The flight lasted 108 minutes and ended safely when he descended back and parachuted onto a field near the Volga River about 720 kilometers (450 miles) southeast of Moscow. There he was spotted by two peasant women who were frightened to death by the stranger in his space suit. “It looks like you have come from the space”, they uttered, to which Gagarin replied with a smile: “Actually, I have!” (Photo Credit: Alexanda Hulme/Flickr)
Yuri Alekseyevich Gagarin was born in a small village near Smolensk on 9 March 1934. He attended a technical high school and completed military flight training to become a pilot in the Soviet Air Force, where he was selected to become one of 19 aspiring cosmonauts in 1960. When his Vostok 1 was launched, there was an explosion of patriotism in Russia. Thousands of people hurried to Red Square to celebrate, and this spontaneous enthusiasm was very different from the annual party-organized parades.

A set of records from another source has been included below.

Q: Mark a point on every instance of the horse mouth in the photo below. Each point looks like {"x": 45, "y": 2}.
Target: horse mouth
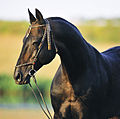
{"x": 23, "y": 81}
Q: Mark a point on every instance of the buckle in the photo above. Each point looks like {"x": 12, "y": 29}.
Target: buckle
{"x": 32, "y": 72}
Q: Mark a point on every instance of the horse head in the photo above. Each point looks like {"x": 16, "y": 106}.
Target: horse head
{"x": 38, "y": 48}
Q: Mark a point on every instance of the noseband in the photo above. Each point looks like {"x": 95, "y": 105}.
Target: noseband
{"x": 46, "y": 33}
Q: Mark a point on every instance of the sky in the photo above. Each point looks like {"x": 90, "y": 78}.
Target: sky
{"x": 68, "y": 9}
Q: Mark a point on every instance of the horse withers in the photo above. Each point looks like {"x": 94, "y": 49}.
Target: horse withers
{"x": 87, "y": 83}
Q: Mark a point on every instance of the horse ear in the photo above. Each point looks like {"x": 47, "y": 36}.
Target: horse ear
{"x": 31, "y": 16}
{"x": 39, "y": 16}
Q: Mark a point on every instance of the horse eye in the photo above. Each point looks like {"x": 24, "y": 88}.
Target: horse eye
{"x": 36, "y": 43}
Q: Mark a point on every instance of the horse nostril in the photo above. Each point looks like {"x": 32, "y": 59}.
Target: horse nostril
{"x": 18, "y": 77}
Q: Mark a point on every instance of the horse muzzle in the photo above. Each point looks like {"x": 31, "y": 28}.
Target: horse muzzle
{"x": 19, "y": 79}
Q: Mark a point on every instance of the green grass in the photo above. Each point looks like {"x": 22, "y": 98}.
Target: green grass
{"x": 11, "y": 27}
{"x": 13, "y": 93}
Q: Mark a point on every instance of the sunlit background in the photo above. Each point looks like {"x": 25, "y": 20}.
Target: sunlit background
{"x": 98, "y": 21}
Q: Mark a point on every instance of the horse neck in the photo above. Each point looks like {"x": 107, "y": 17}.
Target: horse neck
{"x": 75, "y": 53}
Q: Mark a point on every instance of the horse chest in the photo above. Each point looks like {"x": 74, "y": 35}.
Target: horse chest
{"x": 62, "y": 90}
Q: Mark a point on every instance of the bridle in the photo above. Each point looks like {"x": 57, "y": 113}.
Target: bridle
{"x": 47, "y": 33}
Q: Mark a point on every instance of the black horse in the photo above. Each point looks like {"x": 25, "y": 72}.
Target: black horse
{"x": 87, "y": 83}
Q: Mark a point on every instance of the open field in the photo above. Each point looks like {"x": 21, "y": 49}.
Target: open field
{"x": 21, "y": 114}
{"x": 100, "y": 36}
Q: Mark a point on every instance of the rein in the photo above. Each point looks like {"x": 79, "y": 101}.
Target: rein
{"x": 49, "y": 116}
{"x": 33, "y": 71}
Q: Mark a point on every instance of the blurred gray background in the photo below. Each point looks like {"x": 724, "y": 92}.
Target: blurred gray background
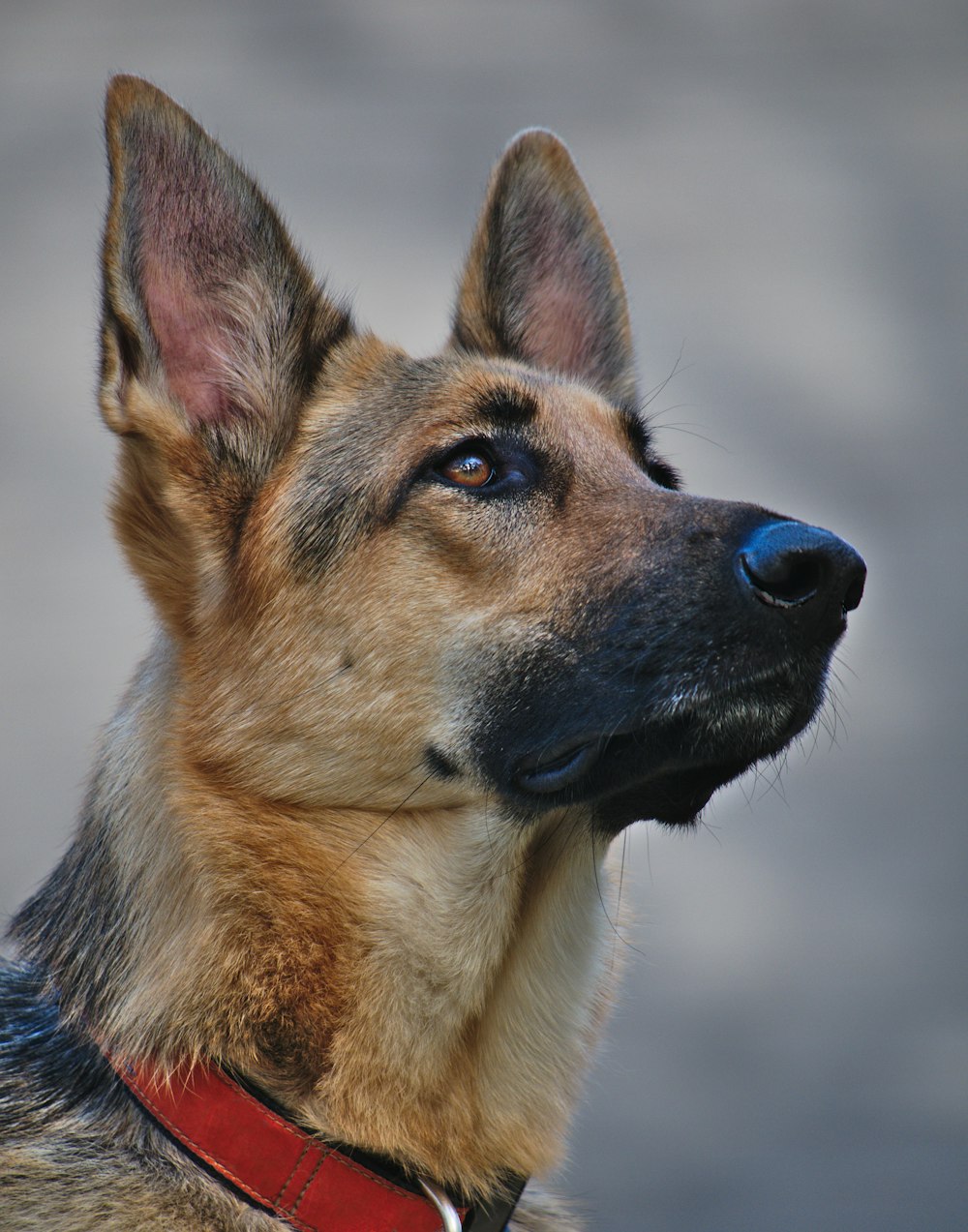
{"x": 786, "y": 186}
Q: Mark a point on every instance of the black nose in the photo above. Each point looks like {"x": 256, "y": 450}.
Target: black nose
{"x": 790, "y": 564}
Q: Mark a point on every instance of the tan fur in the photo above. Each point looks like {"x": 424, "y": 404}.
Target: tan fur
{"x": 271, "y": 872}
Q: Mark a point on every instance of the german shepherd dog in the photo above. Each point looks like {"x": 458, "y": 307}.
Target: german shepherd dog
{"x": 431, "y": 632}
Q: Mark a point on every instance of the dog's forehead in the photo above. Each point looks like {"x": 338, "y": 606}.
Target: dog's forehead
{"x": 393, "y": 402}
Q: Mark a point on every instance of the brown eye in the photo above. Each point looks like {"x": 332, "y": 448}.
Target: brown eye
{"x": 469, "y": 469}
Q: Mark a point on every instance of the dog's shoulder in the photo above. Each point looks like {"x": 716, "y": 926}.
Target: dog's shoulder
{"x": 74, "y": 1154}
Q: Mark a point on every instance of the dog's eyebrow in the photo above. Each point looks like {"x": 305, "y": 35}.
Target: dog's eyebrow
{"x": 506, "y": 406}
{"x": 641, "y": 437}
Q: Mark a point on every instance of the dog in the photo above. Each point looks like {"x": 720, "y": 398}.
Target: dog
{"x": 326, "y": 950}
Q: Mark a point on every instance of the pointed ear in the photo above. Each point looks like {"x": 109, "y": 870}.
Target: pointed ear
{"x": 207, "y": 306}
{"x": 542, "y": 283}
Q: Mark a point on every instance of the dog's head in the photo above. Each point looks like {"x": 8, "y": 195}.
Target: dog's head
{"x": 446, "y": 579}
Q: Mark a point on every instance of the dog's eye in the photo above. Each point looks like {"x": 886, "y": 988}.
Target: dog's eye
{"x": 467, "y": 468}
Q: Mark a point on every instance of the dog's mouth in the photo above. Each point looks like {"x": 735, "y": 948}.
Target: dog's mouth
{"x": 664, "y": 770}
{"x": 664, "y": 791}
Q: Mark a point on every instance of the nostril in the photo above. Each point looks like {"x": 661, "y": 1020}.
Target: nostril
{"x": 787, "y": 564}
{"x": 783, "y": 579}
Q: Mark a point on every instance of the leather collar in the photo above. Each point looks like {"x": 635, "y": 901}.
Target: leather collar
{"x": 295, "y": 1176}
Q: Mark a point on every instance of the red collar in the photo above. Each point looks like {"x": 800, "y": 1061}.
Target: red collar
{"x": 299, "y": 1178}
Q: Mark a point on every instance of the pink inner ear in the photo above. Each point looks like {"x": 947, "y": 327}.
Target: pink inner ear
{"x": 193, "y": 344}
{"x": 560, "y": 330}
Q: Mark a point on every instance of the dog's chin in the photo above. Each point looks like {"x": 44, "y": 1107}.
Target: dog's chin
{"x": 661, "y": 771}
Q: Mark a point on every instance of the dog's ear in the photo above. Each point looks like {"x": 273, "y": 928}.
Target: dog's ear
{"x": 206, "y": 302}
{"x": 541, "y": 284}
{"x": 213, "y": 333}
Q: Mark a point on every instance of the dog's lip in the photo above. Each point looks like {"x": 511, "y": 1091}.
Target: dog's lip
{"x": 556, "y": 766}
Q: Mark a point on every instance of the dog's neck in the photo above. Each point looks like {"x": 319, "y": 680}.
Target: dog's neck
{"x": 429, "y": 996}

At the age of 27, Gagarin became an instant worldwide celebrity. He returned to a world changed deeply by his achievement. It seemed that Gagarin had single-handedly won a huge Cold War battle, which became the latest in a long line of space stunts. The United States hurried to put Alan Shepard into his sub-orbital flight on 5 May 1961. Soon after, President John F. Kennedy committed the nation to putting a man on the moon by the end of the decade. (Photo Credit: Gruenemann/Flickr)
The name of Yuri Gagarin became popular across the globe and was shrouded in myth and mystery. Gagarin was deemed too valuable to risk on another mission, and never returned to outer space. Instead, he became the deputy training director of the Russian cosmonaut training base.
Later Gagarin received the permission to re-qualify as a fighter pilot. On 27 March 1968, while on a routine training flight, he and his flight instructor died in a MiG-15 crash. On that day Shatalov, the former cosmonaut, sat in his own jet, waiting his turn to take off after Gagarin. He is sure that the shock wave from another plane’s sonic boom was to blame for this tragic accident.
Yuri Gagarin had turned only 34 shortly before his death.
Some 500 men and women cosmonauts from more than 30 countries flew into orbit after Yuri Gagarin. Many countries timed their launches for April 12th, in honor of the first man in space. A few days before the 50-th anniversary of his legendary flight, Yuri Gagarin was in orbit again: a Russian rocket specially painted with his image blasted off from a launch pad towards the International Space Station.
Orbiting Earth in my spaceship, Gagarin said in 1961, I saw how beautiful our planet is. Let us, people, not destroy, but preserve and enhance this beauty!